В довольно большой и по случаю отсутствия рожениц едва натопленной комнате находилась, кроме того, чему положено находиться в родилке, обычная кровать – для матери, и маленькая – для новорожденного. Детская была явно не фабричного производства, сквозь грубую коричневую покраску угадывалось, что сработана она топором,

Помню первую ночь – бессонную – в этой комнате. Когда замолк в 12 часов ночи движок, черная, вязкая, как деготь, тьма затопила все вокруг. Весь внешний мир – зримый – исчез, от него остались только звуки. Выл ветер. Где-то далеко изредка взлаивали собаки. За стеной что-то шуршало, словно наждаком водили, я не сразу догадалась, что это ветер пошвыривал о стену сухой жесткой поземкой. В прихожей, отмеряя минуты, срывались с рукомойника и падали в таз тяжелые, будто ртутные, капли. Не верилось, что в нескольких шагах от ФАПа этот дикий, свободно несущийся над пустынной тундрой ветер, перебирает над маленькой почтой обросшие снежным мхом струны антенн и треплет на дверях клуба афишку, обещающую фильм «Тени над Нотр-Дам».

Две недели назад в этой комнате умерла родами женщина. Рожала она четвертого ребенка, ничто не внушало никаких опасений. А роды вдруг случились очень тяжелыми. Была ужасающая пурга, и вертолет, вызванный из Чокурдаха, никак не мог вылететь. А когда он все-таки прорвался, было уж поздно.

Фельдшерица проговорилась, а потом все повторяла, заглядывая мне в лицо: «0х, зря я сказала, бояться теперь будешь».

Нет, это был не тот страх, который имела в виду фельдшерица. Лежа без сна в кромешной тьме, я испытала в ту ночь такое чувство отъединенности от привычного мира, такое одиночество, будто я, как в каком-то фантастическом фильме, выпала из своего времени.

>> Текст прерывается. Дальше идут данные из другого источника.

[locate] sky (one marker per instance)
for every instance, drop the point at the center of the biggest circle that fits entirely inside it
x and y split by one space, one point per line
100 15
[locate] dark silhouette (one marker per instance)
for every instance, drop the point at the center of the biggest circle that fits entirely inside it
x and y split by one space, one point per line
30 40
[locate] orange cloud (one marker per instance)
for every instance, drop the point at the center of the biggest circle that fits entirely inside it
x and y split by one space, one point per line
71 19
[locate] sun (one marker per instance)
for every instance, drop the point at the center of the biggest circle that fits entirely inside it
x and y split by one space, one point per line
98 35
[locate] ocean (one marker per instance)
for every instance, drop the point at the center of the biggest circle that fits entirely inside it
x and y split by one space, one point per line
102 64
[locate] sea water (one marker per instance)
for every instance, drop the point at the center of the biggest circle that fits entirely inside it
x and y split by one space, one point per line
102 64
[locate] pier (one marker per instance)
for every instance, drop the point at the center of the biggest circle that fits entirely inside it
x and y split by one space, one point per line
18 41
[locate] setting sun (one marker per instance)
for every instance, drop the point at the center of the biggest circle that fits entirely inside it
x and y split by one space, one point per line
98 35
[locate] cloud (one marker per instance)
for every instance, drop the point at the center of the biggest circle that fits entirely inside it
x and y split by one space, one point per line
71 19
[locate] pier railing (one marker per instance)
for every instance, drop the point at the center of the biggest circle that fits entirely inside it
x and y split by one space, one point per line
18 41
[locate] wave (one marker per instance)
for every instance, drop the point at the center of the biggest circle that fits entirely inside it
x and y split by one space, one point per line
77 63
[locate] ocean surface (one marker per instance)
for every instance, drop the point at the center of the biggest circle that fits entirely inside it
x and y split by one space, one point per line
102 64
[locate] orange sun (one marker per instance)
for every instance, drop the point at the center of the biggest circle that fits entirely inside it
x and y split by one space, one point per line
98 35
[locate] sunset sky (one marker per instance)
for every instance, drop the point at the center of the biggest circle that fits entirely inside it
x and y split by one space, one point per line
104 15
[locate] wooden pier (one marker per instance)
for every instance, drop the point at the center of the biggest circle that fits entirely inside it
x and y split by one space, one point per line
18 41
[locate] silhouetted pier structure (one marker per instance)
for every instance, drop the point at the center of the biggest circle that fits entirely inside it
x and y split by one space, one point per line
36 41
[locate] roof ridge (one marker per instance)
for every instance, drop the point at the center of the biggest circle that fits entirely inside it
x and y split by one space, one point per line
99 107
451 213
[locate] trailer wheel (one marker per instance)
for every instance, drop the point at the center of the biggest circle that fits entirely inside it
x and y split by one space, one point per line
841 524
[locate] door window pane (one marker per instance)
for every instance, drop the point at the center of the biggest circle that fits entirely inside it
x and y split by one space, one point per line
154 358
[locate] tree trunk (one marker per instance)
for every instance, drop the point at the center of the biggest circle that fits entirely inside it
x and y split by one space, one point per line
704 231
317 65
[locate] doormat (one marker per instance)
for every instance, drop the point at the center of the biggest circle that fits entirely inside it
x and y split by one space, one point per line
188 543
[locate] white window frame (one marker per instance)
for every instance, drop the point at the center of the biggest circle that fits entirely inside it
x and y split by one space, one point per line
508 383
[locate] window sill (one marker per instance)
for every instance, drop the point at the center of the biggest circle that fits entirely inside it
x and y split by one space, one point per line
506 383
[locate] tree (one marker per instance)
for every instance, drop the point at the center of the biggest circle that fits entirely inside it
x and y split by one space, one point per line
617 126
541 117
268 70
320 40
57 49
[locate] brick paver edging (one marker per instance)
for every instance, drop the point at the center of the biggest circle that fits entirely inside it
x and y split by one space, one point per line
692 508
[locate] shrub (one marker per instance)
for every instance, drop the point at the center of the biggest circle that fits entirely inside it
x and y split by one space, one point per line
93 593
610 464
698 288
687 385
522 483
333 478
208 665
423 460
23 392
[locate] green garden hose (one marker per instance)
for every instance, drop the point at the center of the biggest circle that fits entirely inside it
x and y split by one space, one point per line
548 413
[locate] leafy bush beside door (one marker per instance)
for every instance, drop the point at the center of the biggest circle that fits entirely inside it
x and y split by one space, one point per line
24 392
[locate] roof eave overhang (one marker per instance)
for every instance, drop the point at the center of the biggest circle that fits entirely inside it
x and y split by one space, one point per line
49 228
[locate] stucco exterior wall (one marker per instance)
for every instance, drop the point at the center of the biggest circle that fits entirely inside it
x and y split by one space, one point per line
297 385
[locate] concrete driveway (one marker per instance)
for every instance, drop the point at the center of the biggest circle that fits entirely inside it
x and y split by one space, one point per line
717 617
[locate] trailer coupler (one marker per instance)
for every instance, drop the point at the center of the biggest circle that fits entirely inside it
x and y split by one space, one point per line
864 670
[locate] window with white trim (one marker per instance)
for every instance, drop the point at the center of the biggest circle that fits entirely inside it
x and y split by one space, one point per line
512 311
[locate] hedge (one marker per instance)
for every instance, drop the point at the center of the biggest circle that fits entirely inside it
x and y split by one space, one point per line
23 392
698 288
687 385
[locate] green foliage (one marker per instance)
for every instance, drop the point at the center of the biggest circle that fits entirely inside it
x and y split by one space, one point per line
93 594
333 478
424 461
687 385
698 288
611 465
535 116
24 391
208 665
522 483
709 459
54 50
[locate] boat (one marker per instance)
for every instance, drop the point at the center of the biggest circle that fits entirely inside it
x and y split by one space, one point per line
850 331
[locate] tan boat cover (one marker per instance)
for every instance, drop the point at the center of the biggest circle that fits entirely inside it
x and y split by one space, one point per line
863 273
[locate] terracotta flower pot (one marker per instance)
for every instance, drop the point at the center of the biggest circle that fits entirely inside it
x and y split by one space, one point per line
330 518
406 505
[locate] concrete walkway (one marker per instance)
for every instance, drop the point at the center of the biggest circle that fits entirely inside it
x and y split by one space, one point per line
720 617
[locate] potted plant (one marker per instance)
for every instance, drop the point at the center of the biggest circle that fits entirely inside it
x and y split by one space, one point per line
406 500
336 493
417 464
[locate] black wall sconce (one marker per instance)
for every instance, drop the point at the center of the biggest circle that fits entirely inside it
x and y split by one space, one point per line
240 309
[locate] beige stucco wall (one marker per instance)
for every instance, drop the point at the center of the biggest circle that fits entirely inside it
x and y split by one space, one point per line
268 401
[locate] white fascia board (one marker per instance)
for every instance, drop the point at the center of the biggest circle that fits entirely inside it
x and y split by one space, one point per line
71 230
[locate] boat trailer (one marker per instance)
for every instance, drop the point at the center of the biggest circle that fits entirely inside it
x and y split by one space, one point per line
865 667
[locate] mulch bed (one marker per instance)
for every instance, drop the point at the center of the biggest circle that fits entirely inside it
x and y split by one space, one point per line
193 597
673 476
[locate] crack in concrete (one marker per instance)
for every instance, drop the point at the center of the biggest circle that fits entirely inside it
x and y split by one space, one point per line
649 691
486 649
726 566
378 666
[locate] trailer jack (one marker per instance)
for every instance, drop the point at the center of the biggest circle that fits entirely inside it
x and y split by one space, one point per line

Пробыла я тогда в поселке недолго, не больше недели. Начала портиться погода. Стал крепчать ветер, заструилась, переливаясь через заструги, скручиваясь в тугие жгуты, поземка. Небо еще голубело где-то там, в вышине, но горизонт начало заволакивать белой мглой – поземка завивалась все круче, выше. Затихли, залегли собаки, свернувшись клубком, пряча носы под теплый хвост.

За мной прибежали с почты – звонили из Чохурдаха, велели собираться, из Чокурдаха вышел рейс Индигирторга, может быть, последний на много дней: получено пурговое предупреждение.

Шли годы. Давно уже я вернулась из Якутии в Москву. Писала, ездила по стране, встречалась с самыми разными людьми. Полярный ничем не напоминал о себе. Никогда нигде, ни в одной газете – ни строчки. Ни одного человека, побывавшего в тех краях. Он, словно и вправду погрузился в тундровые снега. Иногда думалось – а был ли он на самом деле? Или пригрезилось? Но порой вдруг где-нибудь на гребне могучей плотины или посреди гигантского цеха – только прикроешь глаза – возникали, как видение, легкие нарты, пробирающиеся где-то там, самым краешком земли в белой снежной круговерти, собаки, налегающие на постромки, человек в заиндевелой кухлянке.